Moody's Investors Service has placed the ratings on Tata Motors on review for a possible downgrade.
The review, which will be completed over the next 90 days, is on the Ba3 corporate family rating and Ba3 senior unsecured debt rating, Moody's said in a statement.
The outlook on ratings under review has been revised from negative, Moody's said.
“We expect to conclude the review within 90 days,” based on a review of the impact of Covid-19 on the operations of Tata Motors, including its supply chains; impact on demand in key global markets and government's containment measures including some government support as well as its countermeasures and liquidity profile.
On the rationale for a possible downgrade, Moody's cited the rapid and widening spread of the coronavirus outbreak, deteriorating global economic outlook, falling oil prices, and asset price declines, which are creating a severe and extensive credit shocks across many sectors, regions and markets.
“The combined credit effects of these developments are unprecedented. The automotive sector has been one of the sectors most affected by the shocks given its sensitivity to consumer demand and sentiment,” it said.
More specifically, the agency said “the weaknesses in the company's credit profile, including its exposure to final consumer demand for automobiles, have left it vulnerable to shifts in market sentiment, leaving it more vulnerable.”
Moody's regards the coronavirus outbreak as a social risk under its ESG framework, given the substantial implications for public health and safety.
“Today's action reflects the impact on the companies of the breadth and severity of the shock, and the broad deterioration in credit quality it has triggered,” Moody's said.
The review for downgrade decision considers that demand for new vehicles will come down meaningfully over the coming months, especially in the EMEA and North American markets. This is likely to extend through the early summer at least, with a reasonable recovery from the low points commencing then.
“Our current assumptions are that global demand will shrink by about 14 per cent for all of 2020, and can be down in the range of 30 per cent for the second quarter,” Moody's said.
Accelerating incidence of coronavirus infection across the US and EMEA could lead to even more extended production shutdowns and a much delayed demand recovery for its wholly-owned subsidiary, Jaguar Land Rover.
JLR's British plants are mostly closed, as are units along the broader auto supply chain.
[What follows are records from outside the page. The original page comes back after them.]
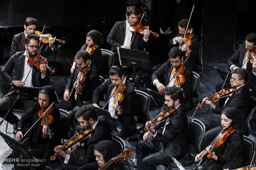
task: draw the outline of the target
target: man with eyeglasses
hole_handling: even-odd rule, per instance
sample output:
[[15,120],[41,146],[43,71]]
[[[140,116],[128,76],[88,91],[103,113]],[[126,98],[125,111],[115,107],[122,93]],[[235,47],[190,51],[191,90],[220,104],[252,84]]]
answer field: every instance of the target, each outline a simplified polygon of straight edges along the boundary
[[[29,34],[34,34],[37,26],[37,21],[33,18],[27,18],[25,20],[24,24],[24,32],[14,35],[13,36],[10,57],[12,57],[16,52],[25,50],[25,43],[26,38]],[[44,57],[47,57],[52,53],[53,51],[53,44],[55,42],[55,38],[49,39],[49,45],[47,47],[43,47],[40,54]]]
[[250,57],[254,59],[253,63],[250,62],[247,57],[249,53],[256,48],[256,33],[252,32],[246,36],[244,44],[243,44],[232,55],[228,60],[228,65],[230,70],[238,67],[246,69],[248,72],[248,85],[252,90],[251,94],[256,97],[256,56],[251,54]]
[[[228,107],[237,107],[241,113],[241,119],[243,124],[241,129],[244,133],[247,132],[245,122],[251,110],[252,105],[250,90],[247,84],[248,72],[245,69],[238,68],[232,71],[231,77],[230,80],[231,87],[236,87],[237,90],[235,92],[226,97],[220,98],[218,101],[218,105],[207,100],[207,97],[203,99],[203,102],[211,106],[213,113],[220,115],[224,108]],[[208,131],[204,137],[204,147],[206,147],[221,129],[222,126],[220,126],[220,117],[206,118],[202,122],[205,125],[206,131]]]
[[[25,45],[26,51],[13,55],[1,72],[4,80],[11,86],[7,94],[0,101],[0,117],[3,117],[5,115],[8,108],[12,106],[17,98],[18,94],[15,92],[17,86],[41,87],[50,82],[49,75],[47,74],[47,68],[44,64],[40,64],[39,70],[34,67],[31,68],[27,63],[29,57],[37,54],[39,43],[39,37],[37,34],[28,35]],[[15,71],[13,76],[11,73],[14,69]],[[26,100],[21,97],[16,102],[14,108],[24,105],[27,110],[34,102],[34,101]],[[9,113],[6,120],[17,125],[19,119],[16,116]]]

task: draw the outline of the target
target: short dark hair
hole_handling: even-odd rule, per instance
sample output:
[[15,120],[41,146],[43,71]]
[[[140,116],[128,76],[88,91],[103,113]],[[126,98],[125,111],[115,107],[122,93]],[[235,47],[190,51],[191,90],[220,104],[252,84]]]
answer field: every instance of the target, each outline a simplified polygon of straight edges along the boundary
[[178,47],[174,47],[169,51],[169,57],[170,58],[175,58],[179,56],[181,59],[183,56],[182,51]]
[[25,23],[24,23],[24,24],[25,24],[26,27],[29,25],[37,25],[37,21],[33,18],[27,18],[25,20]]
[[[188,23],[188,20],[187,19],[183,19],[179,23],[179,26],[181,27],[182,28],[187,28],[187,26]],[[189,24],[188,24],[188,27],[187,27],[187,29],[192,29],[191,27],[191,22],[190,22]]]
[[251,32],[246,36],[246,39],[248,42],[254,43],[254,45],[256,45],[256,33]]
[[85,62],[87,60],[90,59],[90,54],[85,50],[80,50],[76,54],[76,58],[79,59],[81,58]]
[[124,75],[123,69],[120,65],[115,65],[109,69],[109,75],[113,76],[116,74],[118,74],[118,77],[120,78]]
[[177,87],[173,86],[168,87],[164,92],[164,95],[171,95],[171,99],[173,101],[177,99],[180,100],[180,103],[181,103],[183,99],[183,93],[181,89]]
[[76,118],[79,118],[83,116],[83,118],[87,122],[90,118],[97,121],[98,117],[94,107],[91,104],[84,105],[80,108],[76,113]]
[[134,14],[134,15],[137,16],[139,15],[139,11],[136,7],[134,6],[130,6],[130,7],[127,7],[126,8],[126,14],[127,15],[128,17],[129,17],[129,16],[132,14]]
[[237,68],[232,70],[232,73],[238,75],[239,80],[244,80],[244,83],[246,83],[248,80],[248,72],[247,70],[243,68]]
[[26,44],[28,44],[31,39],[37,40],[38,41],[38,43],[39,43],[39,36],[37,34],[32,33],[28,34],[26,38]]

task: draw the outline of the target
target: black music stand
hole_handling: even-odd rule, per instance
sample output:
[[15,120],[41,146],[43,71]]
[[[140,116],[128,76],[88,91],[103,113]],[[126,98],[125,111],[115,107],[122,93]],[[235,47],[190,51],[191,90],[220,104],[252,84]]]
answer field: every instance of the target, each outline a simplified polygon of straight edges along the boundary
[[[132,77],[134,82],[135,82],[136,80],[137,83],[140,79],[141,79],[145,84],[145,81],[142,76],[143,70],[152,71],[152,69],[150,62],[149,53],[119,47],[117,47],[117,49],[120,65],[132,67],[133,69]],[[135,74],[136,68],[139,69],[140,71],[139,77],[135,80]],[[135,87],[137,85],[136,84]]]

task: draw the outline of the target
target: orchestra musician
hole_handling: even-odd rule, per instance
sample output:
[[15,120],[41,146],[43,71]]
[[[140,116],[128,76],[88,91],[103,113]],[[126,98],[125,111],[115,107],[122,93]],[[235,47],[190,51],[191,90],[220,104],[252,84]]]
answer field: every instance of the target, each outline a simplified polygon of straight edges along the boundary
[[146,47],[150,34],[148,30],[144,30],[144,35],[137,32],[130,44],[135,33],[132,33],[129,28],[131,25],[137,23],[139,11],[135,7],[131,6],[127,7],[126,14],[126,20],[116,22],[107,37],[107,42],[111,46],[111,51],[115,55],[115,64],[119,63],[117,47],[143,51]]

This should enable field inventories of unsold units to be somewhat restrained , but also lead to potential disruption even after new production starts, unless OEMs and the supply chain cooperate carefully.
For now, Moody's said “we assume a reasonable pace of demand recovery in the third quarter, however the risk to the downside is considerable and further downside scenarios given the uncertainty on the severity and duration of the pandemic.”
For China and India, Moody's expects auto sales to steadily improve from the first quarter. Nevertheless, these markets also face downside risks in terms of the pace and magnitude of the demand recovery.